This blog isn’t about my personal life, but I can’t focus on work – I thought I might be able to until the events begin, but there is no way! What could I have been thinking? I’ve been ruminating on my own personal history, in terms of race and politics and feel it’s worth posting right now, as I am feeling so full up emotionally.
Because I couldn’t concentrate, I thought I’d clean my studio while listening to the NPR news stream. I came across an “essay” I wrote in third grade, which would have been smack dab in the middle of the sixties. I’d moved from Los Angeles at the age of six, just after the Watts riots. I remember quite clearly staying after kindergarten with my mom, who was helping in the after school program for the kids who were bussed in. I loved those times because I got cookies, and my mom was a health freak before it was fashionable (yes, I was the one who was given raw turnips in my lunchbox. No wonder I couldn’t get a trade for Twinkies). I remember having a great time playing with everyone, and my mother tells me now that she was called an “N-lover”. In fact, I was so dark-skinned as a child that I was called that word myself.
I learned something about myself the other night while watching Frost/Nixon. I was at a very impressionable 13-years-old when Nixon was impeached and left office. I remember I felt personally betrayed. I’ve always hated politics, thought pretty much every politician was a liar, and could not, for the life of me, understand how anyone could listen to a politician drone on. My feelings began to change four years ago when I first heard Obama speak. But I was unconvinced. It was a one-shot, I thought. Throughout his presidential campaign, I’ve felt fearfully optimistic. Scared to hope, yet I am now consumed with hope, and excited about what is to come. I’m proud of my country in a way I’ve never been. Until I watched that movie, it never occurred to me that the fact that I hated politics was thanks to Nixon. One of the characters even says something like, “…this will forever change people’s feelings about politics…” (definitely not a verbatim quote!)

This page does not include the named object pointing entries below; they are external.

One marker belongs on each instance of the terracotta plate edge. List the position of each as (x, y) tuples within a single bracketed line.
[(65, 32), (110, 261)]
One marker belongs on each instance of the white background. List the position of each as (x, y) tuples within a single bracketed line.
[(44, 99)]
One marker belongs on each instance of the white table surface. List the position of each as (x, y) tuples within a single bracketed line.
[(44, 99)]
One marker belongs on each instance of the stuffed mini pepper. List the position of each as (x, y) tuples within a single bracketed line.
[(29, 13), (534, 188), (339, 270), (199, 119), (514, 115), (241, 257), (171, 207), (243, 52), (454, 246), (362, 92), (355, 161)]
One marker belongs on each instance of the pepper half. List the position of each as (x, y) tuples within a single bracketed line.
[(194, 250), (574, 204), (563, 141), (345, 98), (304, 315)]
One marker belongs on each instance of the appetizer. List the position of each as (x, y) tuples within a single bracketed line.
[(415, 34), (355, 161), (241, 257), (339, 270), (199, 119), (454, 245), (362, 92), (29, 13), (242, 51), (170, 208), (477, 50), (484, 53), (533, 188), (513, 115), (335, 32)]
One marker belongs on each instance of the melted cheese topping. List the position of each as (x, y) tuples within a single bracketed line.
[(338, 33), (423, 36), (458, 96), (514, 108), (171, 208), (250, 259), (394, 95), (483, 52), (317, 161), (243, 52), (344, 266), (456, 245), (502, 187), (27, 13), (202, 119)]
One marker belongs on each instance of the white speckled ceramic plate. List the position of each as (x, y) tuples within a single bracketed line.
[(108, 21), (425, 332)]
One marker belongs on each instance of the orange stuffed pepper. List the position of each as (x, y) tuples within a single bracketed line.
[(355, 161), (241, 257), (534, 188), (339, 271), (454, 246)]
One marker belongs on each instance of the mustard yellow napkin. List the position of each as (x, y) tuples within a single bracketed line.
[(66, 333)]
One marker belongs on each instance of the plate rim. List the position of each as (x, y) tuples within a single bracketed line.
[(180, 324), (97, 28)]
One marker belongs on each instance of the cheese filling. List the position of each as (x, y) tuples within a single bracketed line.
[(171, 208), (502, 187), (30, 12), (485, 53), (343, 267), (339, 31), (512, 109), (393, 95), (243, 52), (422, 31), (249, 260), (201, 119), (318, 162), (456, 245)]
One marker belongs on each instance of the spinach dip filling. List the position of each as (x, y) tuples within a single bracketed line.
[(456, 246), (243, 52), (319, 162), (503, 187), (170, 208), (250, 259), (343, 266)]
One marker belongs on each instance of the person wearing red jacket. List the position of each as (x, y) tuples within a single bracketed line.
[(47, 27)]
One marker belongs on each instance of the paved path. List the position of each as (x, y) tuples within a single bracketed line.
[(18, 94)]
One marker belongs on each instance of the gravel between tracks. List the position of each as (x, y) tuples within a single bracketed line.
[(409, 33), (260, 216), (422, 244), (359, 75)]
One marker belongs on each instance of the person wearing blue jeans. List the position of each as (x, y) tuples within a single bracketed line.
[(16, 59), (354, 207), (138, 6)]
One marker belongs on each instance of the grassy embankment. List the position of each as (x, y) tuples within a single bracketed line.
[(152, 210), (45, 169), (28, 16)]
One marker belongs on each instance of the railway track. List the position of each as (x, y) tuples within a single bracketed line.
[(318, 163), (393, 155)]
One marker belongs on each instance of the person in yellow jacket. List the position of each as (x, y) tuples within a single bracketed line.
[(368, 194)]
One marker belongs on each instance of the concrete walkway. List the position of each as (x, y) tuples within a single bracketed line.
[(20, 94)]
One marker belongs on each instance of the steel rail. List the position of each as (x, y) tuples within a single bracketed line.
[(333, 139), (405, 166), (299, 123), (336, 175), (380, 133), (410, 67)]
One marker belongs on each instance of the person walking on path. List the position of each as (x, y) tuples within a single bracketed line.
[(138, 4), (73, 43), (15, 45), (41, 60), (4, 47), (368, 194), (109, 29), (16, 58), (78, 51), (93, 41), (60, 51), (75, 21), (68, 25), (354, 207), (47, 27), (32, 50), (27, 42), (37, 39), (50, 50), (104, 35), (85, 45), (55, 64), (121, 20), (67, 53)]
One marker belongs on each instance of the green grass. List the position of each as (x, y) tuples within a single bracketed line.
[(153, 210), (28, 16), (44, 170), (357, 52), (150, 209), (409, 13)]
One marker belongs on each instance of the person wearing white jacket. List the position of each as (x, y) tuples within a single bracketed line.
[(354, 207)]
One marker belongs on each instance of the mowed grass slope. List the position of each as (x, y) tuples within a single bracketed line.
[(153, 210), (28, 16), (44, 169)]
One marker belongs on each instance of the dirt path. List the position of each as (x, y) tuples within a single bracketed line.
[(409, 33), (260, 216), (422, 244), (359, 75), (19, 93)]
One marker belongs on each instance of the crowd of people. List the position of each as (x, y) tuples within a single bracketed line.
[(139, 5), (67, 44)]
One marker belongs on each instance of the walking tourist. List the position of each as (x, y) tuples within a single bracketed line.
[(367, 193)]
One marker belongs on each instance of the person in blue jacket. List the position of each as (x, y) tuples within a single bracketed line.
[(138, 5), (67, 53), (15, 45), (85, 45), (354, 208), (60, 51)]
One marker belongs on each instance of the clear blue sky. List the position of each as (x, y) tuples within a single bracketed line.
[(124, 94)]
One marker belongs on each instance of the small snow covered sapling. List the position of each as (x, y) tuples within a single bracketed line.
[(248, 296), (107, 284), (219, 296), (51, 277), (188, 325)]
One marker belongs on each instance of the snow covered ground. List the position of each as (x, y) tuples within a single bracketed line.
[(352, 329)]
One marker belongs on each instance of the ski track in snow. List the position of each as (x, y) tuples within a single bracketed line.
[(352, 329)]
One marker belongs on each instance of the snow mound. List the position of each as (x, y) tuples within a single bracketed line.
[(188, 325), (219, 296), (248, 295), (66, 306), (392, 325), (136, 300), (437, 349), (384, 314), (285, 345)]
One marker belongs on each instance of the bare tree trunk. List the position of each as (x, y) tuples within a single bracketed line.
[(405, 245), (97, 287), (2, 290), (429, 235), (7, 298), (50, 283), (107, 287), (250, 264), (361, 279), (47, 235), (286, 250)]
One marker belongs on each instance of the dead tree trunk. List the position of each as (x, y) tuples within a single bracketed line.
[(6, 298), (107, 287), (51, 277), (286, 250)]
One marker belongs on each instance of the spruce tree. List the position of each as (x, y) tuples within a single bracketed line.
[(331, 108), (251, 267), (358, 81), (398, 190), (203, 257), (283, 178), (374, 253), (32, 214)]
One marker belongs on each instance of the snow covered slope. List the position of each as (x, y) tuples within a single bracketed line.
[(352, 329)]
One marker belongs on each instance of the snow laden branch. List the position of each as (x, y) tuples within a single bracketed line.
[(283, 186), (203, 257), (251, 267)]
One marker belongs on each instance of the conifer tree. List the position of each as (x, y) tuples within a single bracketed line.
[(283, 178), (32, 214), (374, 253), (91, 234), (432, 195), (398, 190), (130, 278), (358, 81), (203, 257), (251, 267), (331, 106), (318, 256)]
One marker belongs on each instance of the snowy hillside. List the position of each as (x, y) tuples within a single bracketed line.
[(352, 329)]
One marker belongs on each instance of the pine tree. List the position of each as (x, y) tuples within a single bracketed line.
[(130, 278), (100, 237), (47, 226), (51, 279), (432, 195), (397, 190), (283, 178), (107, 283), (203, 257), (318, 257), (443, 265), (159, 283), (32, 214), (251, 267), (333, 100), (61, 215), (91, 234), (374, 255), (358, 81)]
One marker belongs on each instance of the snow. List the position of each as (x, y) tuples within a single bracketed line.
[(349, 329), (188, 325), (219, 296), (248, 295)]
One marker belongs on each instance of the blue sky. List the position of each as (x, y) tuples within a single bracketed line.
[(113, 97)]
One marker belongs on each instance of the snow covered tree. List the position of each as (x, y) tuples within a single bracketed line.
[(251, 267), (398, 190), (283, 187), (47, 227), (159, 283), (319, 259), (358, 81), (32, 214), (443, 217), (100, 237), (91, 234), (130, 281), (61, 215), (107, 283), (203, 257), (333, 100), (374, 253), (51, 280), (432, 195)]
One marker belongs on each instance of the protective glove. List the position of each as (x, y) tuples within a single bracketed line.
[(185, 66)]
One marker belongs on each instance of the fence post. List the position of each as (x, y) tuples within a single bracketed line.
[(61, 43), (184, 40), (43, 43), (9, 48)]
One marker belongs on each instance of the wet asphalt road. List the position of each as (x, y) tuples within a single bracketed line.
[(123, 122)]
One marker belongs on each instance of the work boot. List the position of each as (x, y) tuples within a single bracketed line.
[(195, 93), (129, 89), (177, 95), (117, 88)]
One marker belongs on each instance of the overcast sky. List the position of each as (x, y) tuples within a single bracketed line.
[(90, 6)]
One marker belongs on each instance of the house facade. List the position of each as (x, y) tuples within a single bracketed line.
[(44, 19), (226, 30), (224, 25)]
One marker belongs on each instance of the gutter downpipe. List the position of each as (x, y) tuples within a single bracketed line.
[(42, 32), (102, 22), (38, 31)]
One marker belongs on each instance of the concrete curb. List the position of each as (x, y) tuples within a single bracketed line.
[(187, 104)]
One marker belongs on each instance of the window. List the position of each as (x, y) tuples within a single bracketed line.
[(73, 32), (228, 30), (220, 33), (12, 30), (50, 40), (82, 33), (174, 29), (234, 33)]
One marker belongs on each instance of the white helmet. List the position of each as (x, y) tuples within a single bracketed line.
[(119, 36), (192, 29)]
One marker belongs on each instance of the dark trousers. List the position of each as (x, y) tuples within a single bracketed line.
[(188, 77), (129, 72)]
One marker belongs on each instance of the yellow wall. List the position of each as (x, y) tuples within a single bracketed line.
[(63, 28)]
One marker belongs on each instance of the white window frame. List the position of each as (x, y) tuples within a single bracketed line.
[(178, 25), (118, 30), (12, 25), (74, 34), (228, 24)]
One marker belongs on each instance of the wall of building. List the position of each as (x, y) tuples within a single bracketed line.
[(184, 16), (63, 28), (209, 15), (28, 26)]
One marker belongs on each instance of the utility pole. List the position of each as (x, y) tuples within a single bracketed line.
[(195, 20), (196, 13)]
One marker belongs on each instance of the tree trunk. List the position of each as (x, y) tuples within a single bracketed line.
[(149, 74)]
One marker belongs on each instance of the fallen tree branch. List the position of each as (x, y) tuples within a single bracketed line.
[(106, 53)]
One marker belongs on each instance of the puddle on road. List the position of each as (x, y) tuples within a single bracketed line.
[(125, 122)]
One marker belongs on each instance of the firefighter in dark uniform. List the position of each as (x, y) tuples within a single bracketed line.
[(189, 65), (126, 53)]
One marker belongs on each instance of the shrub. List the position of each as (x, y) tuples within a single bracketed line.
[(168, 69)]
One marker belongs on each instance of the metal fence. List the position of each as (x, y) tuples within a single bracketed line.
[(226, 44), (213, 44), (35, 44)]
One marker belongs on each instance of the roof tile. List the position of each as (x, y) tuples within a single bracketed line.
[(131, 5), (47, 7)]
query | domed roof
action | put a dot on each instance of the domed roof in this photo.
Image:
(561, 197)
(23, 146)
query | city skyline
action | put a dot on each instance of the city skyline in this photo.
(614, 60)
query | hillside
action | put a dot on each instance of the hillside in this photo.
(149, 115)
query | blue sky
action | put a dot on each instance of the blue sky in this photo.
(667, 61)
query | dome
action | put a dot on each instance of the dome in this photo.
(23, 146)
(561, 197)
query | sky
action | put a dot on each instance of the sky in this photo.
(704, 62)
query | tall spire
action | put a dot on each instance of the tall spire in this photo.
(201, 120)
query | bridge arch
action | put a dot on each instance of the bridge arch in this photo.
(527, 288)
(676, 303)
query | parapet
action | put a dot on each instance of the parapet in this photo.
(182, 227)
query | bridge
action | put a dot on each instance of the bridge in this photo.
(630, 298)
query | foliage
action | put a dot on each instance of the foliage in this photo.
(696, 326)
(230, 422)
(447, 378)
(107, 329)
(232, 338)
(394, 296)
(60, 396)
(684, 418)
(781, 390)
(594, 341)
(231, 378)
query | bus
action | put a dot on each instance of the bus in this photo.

So back to the item I just found – this little paragraph of an essay in the mountainous piles of who-knows-what in my studio, and thought I’d share it. It’s funny, somewhat illiterate (I’m a tough critic!), but poignant, too. Enjoy it, and Happy New President Day!
Love
All babies were born with love, but when they grow up they lose it sometimes. They lose because their parents teach them hate and prejudices to them. You shouldn’t hate everybody who is different from you because people are the same as anyone else inside no matter what color or how ugly or pretty the person is. People need love or they might turn sad. Every body has love in it…somewhere.
e
January 21, 2009 - 9:26 am ·You were a very smart kid. 🙂 e
kborn
January 21, 2009 - 9:51 am ·Very nice.
I think we were all “fearfully optimistic”.
We’ll see what “Day Two” brings us!
Terry
January 21, 2009 - 3:36 pm ·That is so cool. I was 12 when Nixon was impeached, and I share the same feelings: “good politics” is an oxymoron. This does feel different, though, doesn’t it? It must be love.